At rest, recordings of multiunit MSNA (n = 8) were obtained with microelectrodes inserted into the peroneal nerve (44). MSNA was characterized by pulse-synchronous bursts, and the minimum requirement for signal-to-noise ratio was 3:1. The neural signals were amplified (95.5 × 103), filtered (bandwidth, 700–2,000 Hz), rectified, and integrated (time constant, 0.1 s) to obtain a mean voltage neurogram. After stabilization, the MSNA recordings were obtained in blocks of 6 min. The MSNA activity registered during the first 6 min of infusion was similar to that obtained between the 18th and the 24th min of ATP infusion, suggesting that a steady MSNA response to the ATP infusion was achieved during the resting experiments. Analysis of the neurograms was performed blinded (i.e., digital records were coded and scored without knowledge of infusion). MSNA was expressed as the number of bursts per minute (burst frequency), number of bursts per hundred heart beats (100 RR) (burst incidence), and as mean burst amplitude (setting the noise level to 1 unit, the burst amplitude was expressed as a signal/noise unit) × bursts per minute (total activity).

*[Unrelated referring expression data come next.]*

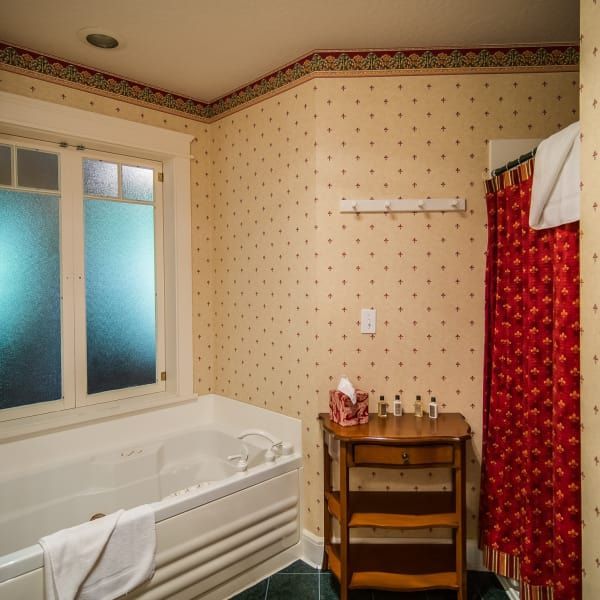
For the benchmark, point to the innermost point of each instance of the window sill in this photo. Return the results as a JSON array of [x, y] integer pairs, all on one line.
[[72, 417]]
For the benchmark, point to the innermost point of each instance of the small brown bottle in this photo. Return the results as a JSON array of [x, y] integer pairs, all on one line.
[[382, 407], [433, 408], [418, 407]]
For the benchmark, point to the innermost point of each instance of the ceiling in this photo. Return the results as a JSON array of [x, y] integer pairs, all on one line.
[[206, 48]]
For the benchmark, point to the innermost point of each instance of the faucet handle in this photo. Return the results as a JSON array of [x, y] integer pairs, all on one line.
[[282, 448], [241, 463]]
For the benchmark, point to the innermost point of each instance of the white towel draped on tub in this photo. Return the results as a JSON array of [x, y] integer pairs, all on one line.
[[102, 559], [555, 189]]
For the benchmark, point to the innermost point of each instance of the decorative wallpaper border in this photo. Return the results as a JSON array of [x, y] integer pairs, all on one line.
[[314, 64]]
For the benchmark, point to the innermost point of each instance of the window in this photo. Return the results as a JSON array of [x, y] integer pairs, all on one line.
[[30, 118], [81, 278]]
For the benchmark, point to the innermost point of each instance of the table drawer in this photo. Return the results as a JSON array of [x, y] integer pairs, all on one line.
[[377, 454]]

Leg vascular conductance was calculated as the quotient between leg blood flow and the pressure difference between the femoral artery and the femoral vein.
Blood samples and analytical procedures.
Blood was sampled anaerobically in heparinized syringes and immediately analyzed for hemoglobin (Hb), O2 saturation (OSM3 hemoxymeter; Radiometer, Copenhagen, Denmark), blood pH, CO2, and O2 tension (model ABL700; Radiometer). Femoral venous blood was also measured with the Radiometer ABL7000. Blood gases were corrected for measured femoral vein blood temperature. Blood O2 content (CaO2 and CvO2) was computed from the saturation and Hb concentration ([Hb]), i.e., (1.34 × [Hb] × So2) + (0.003 × Po2).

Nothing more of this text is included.